Scientists have established the fact that monkeypox is closely related to its more common counterpart — smallpox. There have been various studies citing the possibility of airborne transmission for smallpox viruses.

For example, a news report published in National Center for Biotechnology Information (NCBI), discussed the smallpox outbreak that occurred in New York City last 1947, and revealed that one infected patient in a hospital infected another patient housed seven floors away from him. The most plausible possibility is that the virus was transmitted through air currents in the hospital infrastructure.

This finding was further supported by a smallpox outbreak that occurred in a Nigerian prison last 2017, when two health workers were infected with the smallpox virus, even though they never directly touched or approached the patient inside the prison building; as well as in a German infection case in 1970, where a “patient zero” spread the virus towards other hospital patients and workers floors away from him.

“Most people think that smallpox usually is transmitted by large droplets, but it can, for whatever reason, occasionally be transmitted by small-particle aerosols,” stated virologist Mark Challberg.


Why Monkeypox may NOT be airborne

While there is a strong case for the airborne transmission of monkeypox, there are some rebuttals from the scientific community. One of which is the fact that there are still differences in the structures and symptoms between smallpox and monkeypox. 

Monkeypox is relatively milder than its smallpox, which may indicate a possibility that the monkeypox virus cannot be transmitted via air as easily as its latter counterpart. As the CDC notes, monkeypox is “less contagious”.

Another argument says that monkeypox is not originally airborne due to its genomic structure; it was only later on that mutations caused the virus to gain airborne transmission. Syracuse University Brittany Kmush quoted that “Typically, monkeypox is not thought of as an airborne virus… but its mode of transmission may have changed and subsequently, caused this outbreak.”
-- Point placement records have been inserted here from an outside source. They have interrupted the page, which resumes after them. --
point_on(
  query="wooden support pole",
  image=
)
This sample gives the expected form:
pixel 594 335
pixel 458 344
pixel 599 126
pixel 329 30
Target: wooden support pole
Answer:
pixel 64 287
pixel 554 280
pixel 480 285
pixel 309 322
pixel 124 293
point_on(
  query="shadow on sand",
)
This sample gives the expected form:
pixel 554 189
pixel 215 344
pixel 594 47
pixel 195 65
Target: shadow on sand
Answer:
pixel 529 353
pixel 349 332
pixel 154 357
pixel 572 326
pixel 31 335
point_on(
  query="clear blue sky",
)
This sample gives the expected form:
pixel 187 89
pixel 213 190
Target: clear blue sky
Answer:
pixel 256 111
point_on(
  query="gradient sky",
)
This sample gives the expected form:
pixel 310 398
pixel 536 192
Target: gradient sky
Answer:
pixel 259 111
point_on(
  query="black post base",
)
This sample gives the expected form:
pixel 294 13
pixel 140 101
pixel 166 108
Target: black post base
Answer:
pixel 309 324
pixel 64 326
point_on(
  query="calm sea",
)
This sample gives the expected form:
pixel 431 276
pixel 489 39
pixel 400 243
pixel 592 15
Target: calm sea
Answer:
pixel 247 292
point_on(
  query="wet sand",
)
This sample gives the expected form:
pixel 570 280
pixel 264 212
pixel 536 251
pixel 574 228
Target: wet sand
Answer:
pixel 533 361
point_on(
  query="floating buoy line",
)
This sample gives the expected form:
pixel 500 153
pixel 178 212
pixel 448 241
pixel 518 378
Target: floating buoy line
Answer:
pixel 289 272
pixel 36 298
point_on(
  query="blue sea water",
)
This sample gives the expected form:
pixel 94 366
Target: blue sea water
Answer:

So… how would we know if monkeypox is an airborne disease?

More studies are needed to confirm the possibility of airborne transmission for the monkeypox virus, as well as the mechanism for the airborne infection, if there is any. “It’s very ambiguous what the true or dominant route of transmission is, and some of that can be addressed in animal models… [it] needs to take a front seat for some of the laboratory research,” quoted Nancy Sullivan, a researcher at the National Institute of Allergy and Infectious Diseases.

For now, the CDC recommends avoiding direct contact with known patients, as well as isolation for individuals infected with monkeypox. The use of face masks in preventing monkeypox is still an issue for debate.